In her “spare time,” she’s a Professor of Music and Director of Athletic Bands at the University of Delaware.
Here’s what Heidi has to say.
Think about the insanity of the stress— oh my goodness, the preparation!
You you spent time watching people that had the position that you wanted—whether it was drum major, color guard captain, snare captain, section leader—anything that your school has that carries a title.
You watched what they did. You thought about ways that maybe you could do it a little bit differently. You probably asked your band director for some information on on how to prepare—how to be a better Drum Major.
Maybe you even emailed a Drum Major Academy staff member. And hopefully you got some really great ideas from all those resources—maybe even some Starred Thoughts—and then you prepared.
And then you did it! You you followed your dream.
Lo and behold, here you are on cloud nine right now because you got the job you wanted.

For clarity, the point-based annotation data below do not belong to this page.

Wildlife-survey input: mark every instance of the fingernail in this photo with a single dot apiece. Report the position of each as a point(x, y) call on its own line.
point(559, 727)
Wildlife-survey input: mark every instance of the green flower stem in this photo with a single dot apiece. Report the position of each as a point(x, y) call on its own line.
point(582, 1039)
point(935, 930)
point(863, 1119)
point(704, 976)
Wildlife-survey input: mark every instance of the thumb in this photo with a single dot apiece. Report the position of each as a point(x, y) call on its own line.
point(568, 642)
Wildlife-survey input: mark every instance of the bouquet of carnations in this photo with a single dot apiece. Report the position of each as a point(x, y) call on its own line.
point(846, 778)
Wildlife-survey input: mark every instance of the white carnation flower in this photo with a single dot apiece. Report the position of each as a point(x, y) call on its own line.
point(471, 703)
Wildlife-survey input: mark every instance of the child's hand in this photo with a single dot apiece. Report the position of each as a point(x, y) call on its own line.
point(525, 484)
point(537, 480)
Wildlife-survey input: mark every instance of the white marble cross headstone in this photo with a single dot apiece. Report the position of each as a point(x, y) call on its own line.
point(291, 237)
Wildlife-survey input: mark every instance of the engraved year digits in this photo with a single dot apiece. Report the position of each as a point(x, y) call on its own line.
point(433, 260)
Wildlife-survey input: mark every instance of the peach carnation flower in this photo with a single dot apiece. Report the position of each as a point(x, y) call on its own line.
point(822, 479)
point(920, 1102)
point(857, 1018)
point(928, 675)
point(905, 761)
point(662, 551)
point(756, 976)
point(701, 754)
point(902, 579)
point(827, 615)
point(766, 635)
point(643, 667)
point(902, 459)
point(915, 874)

You’re gonna be drum major. You’re gonna be color guard captain. You’re gonna be center snare. You’re gonna be able to stand in front of your section because you’re music section leader.
Whatever it happens to be, you are happy as anything—and you should be. You worked hard for it.

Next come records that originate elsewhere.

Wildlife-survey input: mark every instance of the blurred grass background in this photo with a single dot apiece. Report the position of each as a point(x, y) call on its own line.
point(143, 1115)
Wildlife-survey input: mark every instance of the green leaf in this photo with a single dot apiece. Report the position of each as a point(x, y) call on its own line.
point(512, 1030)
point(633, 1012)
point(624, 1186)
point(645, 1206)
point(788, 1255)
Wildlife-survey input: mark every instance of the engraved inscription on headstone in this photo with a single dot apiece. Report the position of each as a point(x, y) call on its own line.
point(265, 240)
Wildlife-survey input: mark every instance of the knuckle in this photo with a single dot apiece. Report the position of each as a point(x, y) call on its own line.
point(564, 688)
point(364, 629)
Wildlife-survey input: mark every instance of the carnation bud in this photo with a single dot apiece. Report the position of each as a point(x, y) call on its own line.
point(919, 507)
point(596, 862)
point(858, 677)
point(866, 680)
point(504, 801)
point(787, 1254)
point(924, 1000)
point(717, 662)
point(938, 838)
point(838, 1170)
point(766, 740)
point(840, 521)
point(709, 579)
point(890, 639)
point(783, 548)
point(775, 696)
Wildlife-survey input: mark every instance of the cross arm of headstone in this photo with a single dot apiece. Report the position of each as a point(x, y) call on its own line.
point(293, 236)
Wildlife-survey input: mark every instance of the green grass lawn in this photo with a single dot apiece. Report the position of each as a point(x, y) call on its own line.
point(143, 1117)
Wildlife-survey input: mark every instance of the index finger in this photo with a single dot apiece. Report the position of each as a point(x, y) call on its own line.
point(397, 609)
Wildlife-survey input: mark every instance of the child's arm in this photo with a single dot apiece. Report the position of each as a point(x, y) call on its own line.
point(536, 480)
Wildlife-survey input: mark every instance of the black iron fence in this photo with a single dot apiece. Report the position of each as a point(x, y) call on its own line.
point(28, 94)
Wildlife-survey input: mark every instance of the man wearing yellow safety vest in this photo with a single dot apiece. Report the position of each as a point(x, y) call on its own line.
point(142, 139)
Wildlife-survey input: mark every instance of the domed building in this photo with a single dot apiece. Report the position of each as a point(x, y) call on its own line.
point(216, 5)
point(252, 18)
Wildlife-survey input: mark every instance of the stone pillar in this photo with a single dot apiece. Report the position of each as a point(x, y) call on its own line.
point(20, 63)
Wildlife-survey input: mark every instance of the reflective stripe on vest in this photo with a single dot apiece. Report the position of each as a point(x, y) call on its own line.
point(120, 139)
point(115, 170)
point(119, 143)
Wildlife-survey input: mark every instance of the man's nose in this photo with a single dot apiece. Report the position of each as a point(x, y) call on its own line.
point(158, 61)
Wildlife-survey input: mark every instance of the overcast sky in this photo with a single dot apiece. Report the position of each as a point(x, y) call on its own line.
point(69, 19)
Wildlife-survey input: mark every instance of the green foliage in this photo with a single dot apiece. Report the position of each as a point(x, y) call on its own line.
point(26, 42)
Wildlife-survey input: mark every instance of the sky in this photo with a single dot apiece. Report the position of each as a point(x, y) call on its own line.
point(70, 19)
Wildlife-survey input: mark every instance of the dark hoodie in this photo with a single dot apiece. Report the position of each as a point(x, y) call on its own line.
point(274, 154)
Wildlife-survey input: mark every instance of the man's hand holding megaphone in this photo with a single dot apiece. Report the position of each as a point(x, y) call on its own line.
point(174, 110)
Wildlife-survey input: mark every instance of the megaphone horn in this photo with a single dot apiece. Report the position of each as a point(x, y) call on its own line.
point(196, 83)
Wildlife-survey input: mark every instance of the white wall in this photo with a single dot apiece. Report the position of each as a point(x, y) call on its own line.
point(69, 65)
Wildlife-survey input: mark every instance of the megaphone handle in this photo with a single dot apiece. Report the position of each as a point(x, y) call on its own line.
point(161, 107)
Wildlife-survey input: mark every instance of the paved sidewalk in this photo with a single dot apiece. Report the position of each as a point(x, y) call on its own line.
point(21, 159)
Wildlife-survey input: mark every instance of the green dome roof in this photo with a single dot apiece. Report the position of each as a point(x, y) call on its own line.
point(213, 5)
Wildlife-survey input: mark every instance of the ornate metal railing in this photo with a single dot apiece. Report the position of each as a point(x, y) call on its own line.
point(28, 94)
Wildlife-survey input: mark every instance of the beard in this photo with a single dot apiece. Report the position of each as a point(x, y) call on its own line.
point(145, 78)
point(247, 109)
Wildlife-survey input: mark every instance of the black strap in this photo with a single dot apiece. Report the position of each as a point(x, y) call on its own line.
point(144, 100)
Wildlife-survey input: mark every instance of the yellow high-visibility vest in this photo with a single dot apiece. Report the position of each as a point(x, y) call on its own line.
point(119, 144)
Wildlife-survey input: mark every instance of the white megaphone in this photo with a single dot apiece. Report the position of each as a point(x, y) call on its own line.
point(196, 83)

And you’re living in a time period right now that I call I-Me.
It’s all about “I.” It’s all about me. And what I want to talk about today is the difference between I-Me and We-Us.
Because that’s what band is about.
It’s ok for you to be in this I-Me state of mind right now. You put in the work and you got the title! You should celebrate! But at the end of the day, the next thing that has to happen is you need to flip that.
You need to get together with the rest of the leadership team, maybe you already have. If you haven’t you absolutely need to do that.
You need to start thinking about what life is going to be like this season, and it’s really hard, especially because you just got the announcement that you got the title–you’re going to be drum major!
Right now life’s a little bit difficult. There’s a whole lot of I-Me me in the world right now and, I mean you can see it all around you. You can see it in yourself if you take a look in the mirror.
How many times have you caught yourself saying ‘I don’t want to do that’ or ‘I don’t want to clean my room’ or ‘I don’t want to eat that for dinner’?
Every one of those sentences begins with the word “I.”
It’s all self-centered and self-focused and it’s just so selfish and while I look at you and say “celebrate the fact that you are now drum major or guard captain” whatever it happens to be–switch it as quick as you can to “what can I do to make us better, what can we do to make us better.”
We need to get past being selfish. And that’s band! If ever there was an organization in the world that was the most unselfish organization it’s band because, unless everybody plays together and marches together and is there all the time, we’re not going to be successful.
So, as a leadership team you need to get together with your peers and you need to start coming with ideas on how to get your band together, and that starts now. It’s not going to start a band camp, it has to start now and, my heavens, we have the resources for it to start.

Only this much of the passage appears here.